Ask the students what they heard in the clip. [A variety of characters; different voices.] What were some of the vocal variations Robin Williams used that we have discussed in class? [Pitch, rate, diction, tone, inflection, emphasis.] Ask the students what is the major element in radio drama that tells the story and communicates the characters of the story. [The voice.] Point out that, although Robin Williams was a master at using his voice, the students have also practiced many ways to use their own voices. Express confidence that they can use the same skills they have practiced in class to create and communicate interesting characters in their radio dramas.
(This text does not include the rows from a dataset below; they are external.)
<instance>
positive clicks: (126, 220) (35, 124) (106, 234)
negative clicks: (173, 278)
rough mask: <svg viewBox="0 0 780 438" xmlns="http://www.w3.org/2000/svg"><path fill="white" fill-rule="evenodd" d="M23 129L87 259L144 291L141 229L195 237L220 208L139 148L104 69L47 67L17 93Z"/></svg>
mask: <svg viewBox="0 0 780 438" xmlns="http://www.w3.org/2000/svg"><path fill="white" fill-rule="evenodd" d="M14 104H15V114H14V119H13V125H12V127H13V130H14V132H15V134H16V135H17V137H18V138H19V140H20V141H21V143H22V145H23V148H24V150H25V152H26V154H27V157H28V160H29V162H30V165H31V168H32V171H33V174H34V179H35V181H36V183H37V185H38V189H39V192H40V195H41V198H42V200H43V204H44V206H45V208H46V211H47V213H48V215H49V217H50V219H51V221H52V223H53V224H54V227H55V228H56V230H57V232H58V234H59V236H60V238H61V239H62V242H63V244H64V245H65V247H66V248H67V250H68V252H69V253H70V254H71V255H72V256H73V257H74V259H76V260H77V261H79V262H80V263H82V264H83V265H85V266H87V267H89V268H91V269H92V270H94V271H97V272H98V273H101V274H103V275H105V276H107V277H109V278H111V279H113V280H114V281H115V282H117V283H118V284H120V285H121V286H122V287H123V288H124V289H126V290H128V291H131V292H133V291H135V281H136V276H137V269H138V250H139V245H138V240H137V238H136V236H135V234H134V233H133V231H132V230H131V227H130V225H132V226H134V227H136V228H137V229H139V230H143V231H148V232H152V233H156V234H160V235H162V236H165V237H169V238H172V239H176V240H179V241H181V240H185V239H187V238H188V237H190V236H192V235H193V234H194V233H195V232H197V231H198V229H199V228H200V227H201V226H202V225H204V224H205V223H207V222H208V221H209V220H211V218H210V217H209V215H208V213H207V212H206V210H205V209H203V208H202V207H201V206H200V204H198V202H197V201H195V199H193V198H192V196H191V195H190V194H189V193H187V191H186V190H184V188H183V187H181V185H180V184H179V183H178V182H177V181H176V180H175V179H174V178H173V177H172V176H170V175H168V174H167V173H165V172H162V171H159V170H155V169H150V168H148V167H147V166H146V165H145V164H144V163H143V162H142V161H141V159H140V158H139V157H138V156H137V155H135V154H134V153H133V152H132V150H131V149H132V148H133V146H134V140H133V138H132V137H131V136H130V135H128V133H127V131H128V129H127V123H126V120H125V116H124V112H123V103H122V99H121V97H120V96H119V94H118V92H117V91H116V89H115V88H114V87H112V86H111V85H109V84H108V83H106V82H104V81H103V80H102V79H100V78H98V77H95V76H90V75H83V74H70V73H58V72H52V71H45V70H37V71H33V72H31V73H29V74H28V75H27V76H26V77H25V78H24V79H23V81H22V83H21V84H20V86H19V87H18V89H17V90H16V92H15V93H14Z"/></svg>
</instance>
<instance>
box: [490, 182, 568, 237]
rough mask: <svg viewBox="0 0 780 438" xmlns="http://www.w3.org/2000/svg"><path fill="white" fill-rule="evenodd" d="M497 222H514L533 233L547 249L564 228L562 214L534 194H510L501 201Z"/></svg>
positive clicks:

Inform the students that for today’s rehearsal they will read their entire scripts again as a cast. Today’s rehearsal goal is to further develop and cement vocal variety that will create distinct characters.
Invite students to separate into their casts and begin practicing. Circulate the casts, listening to the readings. When appropriate, ask the students questions that will help them make choices about their vocal characterizations. [Examples: How can you use emphasis to clarify what is happening in this scene? How might a tone change affect the way this character is understood by an audience?] Allow the students to use the remainder of the class to rehearse their radio dramas.
About 3 – 5 minutes before class ends ask the students to return to their seats. Ask the cast leaders to each report on how far their casts read their scripts—did they read their entire radio dramas? Ask students to describe some of the vocal variations they have chosen for their characters. What are some discoveries they are making about the plots and/or characters in their radio dramas?